The following global variables are recognised at the top of the file (before any @ stage declarations):
3. Questions ? sigil
Use ? to define an assessment question for the stage. Answers are listed under it,
each starting with +. There can be multiple questions per stage — each will contribute
towards the indicative score for the stage. Scoring assumes an order of preference increasing from
first (0%) to last (100%).
? What core systems are included in vulnerability assessments?
+ None
+ Some centrally managed systems
+ Most centrally managed systems
+ All centrally managed systems
By default all questions are shown on both the facilitator view and the participant screen. To define a
question that is only visible to the facilitator — for example an internal scoring note
or a question you don't want to prompt participants with — use ?- instead of ?.
The question will still be answered and scored normally, but will not appear on the participant screen.
?- How would you rate the team's overall response readiness?
+ Poor
+ Developing
+ Proficient
+ Exemplary
'Quiz' style questions are also supported, where only one option is correct and the rest are false.
For these question types, answers are scored as 100% for a correct answer and 0% for an incorrect one.
To use this type, define a question as normal but denote the correct answer using
++ instead of +.
4. Facilitator Prompts # prompts
Use # prompts to declare facilitator prompts. These will not appear on the
participant view, but will be shown below the stage content in the facilitator view.
Each prompt starts with +.
# prompts
+ Ask the team about their incident response plan.
+ Discuss the potential risks of delaying action.
+ Encourage brainstorming on containment strategies.
5. Discussion Points # discussion
Use # discussion to declare discussion points. These will appear on the
participant view, to encourage discussion and enable fuller answers to stage questions.
Each prompt starts with +.
# discussion
+ Do you regularly update and test your incident response plan?
+ Discuss the potential risks of delaying action.
+ Do you have a designated board member with responsibility for security incidents?
Markdown Syntax
Enhance your stage content using Markdown. The following features are supported within multi-line content fields:
**text***text*- item1. item~ text%(url)%(url | 50%)200px). Uses a pipe | as delimiter to avoid conflicts with URLs containing commas|) was chosen as the image scale delimiter because it is not a valid unencoded character in URLs — so even URLs containing commas will be parsed correctly. For example: %(https://cdn.example.com/img?a=1,b=2 | 60%)
Full Example
Here is a complete configuration file demonstrating all features:
! title: Security Breach Response Plan
! author: Jane Doe
! image: https://example.com/cover-photo.jpg
! summary
This scenario depicts an unusual login to a critical system.

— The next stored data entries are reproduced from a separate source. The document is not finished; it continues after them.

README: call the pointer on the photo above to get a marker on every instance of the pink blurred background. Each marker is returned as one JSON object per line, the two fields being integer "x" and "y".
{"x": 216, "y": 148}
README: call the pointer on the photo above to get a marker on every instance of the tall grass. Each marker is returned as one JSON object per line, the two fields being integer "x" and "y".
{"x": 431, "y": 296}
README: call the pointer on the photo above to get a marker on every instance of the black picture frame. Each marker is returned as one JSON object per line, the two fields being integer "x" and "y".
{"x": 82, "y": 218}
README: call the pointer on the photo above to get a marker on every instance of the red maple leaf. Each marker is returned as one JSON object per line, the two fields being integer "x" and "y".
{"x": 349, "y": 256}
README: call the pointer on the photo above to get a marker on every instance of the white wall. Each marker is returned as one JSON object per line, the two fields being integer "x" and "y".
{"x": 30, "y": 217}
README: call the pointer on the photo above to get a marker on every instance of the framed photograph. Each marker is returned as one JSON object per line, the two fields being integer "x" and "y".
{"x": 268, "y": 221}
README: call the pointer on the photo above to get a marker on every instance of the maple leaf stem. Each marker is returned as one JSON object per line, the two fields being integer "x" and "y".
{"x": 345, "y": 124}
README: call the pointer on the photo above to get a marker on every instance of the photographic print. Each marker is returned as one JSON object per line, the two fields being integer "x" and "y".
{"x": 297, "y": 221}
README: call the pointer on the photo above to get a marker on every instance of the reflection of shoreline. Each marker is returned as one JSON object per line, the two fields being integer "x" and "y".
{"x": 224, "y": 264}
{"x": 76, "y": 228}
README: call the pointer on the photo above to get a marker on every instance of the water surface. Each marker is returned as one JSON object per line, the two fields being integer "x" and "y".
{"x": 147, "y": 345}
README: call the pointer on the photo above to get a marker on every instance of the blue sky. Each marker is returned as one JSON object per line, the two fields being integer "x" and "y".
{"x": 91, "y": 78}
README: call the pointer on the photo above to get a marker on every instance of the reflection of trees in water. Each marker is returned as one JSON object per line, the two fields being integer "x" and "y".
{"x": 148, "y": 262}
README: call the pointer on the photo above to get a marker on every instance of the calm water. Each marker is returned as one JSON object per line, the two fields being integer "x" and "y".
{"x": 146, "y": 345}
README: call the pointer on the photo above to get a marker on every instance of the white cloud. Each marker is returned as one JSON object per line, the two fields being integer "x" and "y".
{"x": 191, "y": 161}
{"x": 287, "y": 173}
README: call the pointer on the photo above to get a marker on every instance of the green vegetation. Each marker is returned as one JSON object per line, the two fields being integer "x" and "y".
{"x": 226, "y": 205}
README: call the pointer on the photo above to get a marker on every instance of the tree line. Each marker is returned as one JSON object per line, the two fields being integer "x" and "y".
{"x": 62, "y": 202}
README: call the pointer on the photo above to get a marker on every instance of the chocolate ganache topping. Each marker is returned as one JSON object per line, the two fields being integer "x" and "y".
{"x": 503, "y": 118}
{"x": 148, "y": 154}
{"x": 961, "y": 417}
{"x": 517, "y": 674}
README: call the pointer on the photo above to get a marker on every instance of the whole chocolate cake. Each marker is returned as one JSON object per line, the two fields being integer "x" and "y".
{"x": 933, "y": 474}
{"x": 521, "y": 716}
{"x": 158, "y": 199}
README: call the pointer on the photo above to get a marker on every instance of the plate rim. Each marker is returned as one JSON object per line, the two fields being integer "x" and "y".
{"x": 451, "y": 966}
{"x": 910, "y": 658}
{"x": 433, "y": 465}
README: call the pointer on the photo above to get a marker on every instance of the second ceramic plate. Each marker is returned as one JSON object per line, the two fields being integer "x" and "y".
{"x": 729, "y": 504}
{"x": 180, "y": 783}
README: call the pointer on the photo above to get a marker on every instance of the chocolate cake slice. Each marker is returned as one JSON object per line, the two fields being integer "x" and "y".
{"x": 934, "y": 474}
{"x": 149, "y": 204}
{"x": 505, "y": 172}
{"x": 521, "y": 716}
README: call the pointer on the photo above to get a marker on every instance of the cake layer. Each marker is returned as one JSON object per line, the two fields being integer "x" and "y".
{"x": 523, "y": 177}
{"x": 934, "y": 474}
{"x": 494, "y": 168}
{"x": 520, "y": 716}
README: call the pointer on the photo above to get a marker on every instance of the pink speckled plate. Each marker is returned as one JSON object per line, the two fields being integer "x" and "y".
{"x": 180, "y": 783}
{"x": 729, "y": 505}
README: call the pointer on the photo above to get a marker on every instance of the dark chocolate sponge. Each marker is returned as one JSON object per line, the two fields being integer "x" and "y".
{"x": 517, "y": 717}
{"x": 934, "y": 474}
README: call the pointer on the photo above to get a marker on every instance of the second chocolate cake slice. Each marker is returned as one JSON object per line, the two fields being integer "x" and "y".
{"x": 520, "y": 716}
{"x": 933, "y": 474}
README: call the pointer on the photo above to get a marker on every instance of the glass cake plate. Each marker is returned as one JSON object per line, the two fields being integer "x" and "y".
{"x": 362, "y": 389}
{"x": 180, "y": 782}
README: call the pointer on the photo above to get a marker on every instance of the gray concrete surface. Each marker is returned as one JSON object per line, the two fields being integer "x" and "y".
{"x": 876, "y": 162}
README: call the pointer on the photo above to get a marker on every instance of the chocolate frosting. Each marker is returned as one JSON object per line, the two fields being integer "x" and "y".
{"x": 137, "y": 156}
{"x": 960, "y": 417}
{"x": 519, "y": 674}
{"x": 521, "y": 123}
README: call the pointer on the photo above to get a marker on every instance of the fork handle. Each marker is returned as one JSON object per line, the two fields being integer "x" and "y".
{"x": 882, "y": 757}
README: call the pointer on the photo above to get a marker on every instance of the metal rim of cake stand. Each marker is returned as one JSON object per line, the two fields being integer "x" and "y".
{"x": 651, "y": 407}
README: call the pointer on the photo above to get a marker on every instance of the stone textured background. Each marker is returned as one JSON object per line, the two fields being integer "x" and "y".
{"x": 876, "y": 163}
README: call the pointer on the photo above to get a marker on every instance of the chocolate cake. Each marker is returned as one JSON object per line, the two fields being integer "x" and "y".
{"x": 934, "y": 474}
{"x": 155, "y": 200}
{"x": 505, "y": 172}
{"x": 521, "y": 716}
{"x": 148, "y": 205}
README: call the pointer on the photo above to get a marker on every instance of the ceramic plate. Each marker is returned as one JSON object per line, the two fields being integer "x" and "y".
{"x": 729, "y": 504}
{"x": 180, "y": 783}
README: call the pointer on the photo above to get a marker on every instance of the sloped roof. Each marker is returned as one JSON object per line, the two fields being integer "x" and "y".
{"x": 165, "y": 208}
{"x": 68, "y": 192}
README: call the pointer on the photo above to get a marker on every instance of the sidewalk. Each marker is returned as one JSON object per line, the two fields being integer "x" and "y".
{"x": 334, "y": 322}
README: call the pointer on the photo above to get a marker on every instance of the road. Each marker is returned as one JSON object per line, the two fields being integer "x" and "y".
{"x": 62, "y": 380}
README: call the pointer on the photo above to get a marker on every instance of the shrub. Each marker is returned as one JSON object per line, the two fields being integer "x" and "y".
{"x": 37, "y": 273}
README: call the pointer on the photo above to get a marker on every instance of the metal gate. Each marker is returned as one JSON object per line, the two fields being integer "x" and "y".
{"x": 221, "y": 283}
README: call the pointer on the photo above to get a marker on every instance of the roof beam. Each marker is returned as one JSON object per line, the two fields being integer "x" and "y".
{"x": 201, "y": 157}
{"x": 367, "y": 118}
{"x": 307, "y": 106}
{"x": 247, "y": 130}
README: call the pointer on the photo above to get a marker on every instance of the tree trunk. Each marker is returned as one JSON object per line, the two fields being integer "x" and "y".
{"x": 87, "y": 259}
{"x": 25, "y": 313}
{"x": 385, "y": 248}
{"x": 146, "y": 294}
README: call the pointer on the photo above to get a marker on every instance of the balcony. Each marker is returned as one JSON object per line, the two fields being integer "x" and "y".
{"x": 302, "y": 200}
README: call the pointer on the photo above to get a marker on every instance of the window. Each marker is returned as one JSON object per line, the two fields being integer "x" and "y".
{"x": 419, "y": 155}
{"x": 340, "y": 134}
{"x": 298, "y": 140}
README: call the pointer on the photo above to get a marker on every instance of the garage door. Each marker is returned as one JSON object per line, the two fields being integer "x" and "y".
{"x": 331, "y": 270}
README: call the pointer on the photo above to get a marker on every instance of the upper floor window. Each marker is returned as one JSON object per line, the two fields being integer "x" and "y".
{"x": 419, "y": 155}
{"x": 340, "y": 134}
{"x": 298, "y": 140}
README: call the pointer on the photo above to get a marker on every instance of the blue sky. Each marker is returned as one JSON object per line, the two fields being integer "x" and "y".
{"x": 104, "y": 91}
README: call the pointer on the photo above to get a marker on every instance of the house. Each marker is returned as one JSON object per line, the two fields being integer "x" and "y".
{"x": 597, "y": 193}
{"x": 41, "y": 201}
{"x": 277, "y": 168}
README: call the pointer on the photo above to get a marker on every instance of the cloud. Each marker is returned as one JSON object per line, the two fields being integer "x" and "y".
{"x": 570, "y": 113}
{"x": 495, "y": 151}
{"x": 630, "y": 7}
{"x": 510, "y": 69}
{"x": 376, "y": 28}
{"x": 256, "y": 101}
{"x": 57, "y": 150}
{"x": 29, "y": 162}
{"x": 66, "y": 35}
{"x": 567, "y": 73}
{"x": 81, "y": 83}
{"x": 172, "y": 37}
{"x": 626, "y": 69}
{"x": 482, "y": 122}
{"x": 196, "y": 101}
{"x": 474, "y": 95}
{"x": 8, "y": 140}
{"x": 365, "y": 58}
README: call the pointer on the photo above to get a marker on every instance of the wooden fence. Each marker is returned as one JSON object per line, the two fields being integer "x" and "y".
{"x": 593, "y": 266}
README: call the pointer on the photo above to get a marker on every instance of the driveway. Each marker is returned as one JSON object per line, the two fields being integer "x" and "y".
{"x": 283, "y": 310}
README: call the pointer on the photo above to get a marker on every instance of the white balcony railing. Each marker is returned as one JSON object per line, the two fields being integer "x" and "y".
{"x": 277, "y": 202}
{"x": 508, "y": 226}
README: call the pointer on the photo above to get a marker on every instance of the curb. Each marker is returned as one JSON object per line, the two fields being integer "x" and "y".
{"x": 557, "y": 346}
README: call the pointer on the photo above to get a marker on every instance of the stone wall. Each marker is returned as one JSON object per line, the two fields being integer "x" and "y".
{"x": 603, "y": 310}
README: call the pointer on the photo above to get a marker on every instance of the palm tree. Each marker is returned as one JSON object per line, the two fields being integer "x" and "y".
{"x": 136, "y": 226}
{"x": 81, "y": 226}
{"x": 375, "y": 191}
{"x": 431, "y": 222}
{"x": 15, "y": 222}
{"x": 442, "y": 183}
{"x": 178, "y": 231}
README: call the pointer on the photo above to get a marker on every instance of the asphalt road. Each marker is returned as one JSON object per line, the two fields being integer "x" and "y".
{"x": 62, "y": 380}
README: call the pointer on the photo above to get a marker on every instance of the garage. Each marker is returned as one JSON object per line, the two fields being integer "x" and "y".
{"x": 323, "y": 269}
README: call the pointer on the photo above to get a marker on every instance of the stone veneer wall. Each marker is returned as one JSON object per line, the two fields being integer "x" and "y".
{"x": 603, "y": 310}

Participants will be asked to consider their organisation's response procedures.
@ Stage 1: Identification
! content
An unusual login attempt was detected on a critical system at 02:14.
A blank line above creates a new paragraph when rendered.
%(https://example.com/diagram.png | 80%)
The incident response process should be invoked immediately.
# prompts
+ Ask the team to identify possible attack vectors.
+ Discuss recent security training and preparedness.
+ Explore options for immediate response.
# discussion
+ What does your incident response plan say about out-of-hours alerts?
+ Who holds the authority to invoke the response process?
? What action should be taken first?
+ Notify the security team
+ Investigate the login origin
+ Block the IP address
?- How would you rate the team's initial response readiness?
+ Poor
+ Developing
+ Proficient
+ Exemplary
@ Stage 2: Containment
! content
Contain the breach by isolating affected systems.
# prompts
+ Review logs for additional suspicious activity.
+ Coordinate with IT to isolate compromised systems.
+ Plan a communication strategy for stakeholders.
? How confident are you in your response procedures?
+ Not at all
+ Somewhat
+ Mostly
+ Completely
? Which system was used to detect the initial alert?
+ No detection system in place
+ Manual log review
++ SIEM / automated monitoring
+ Third-party managed detection
Use this guide to create structured, readable, and actionable scenario files.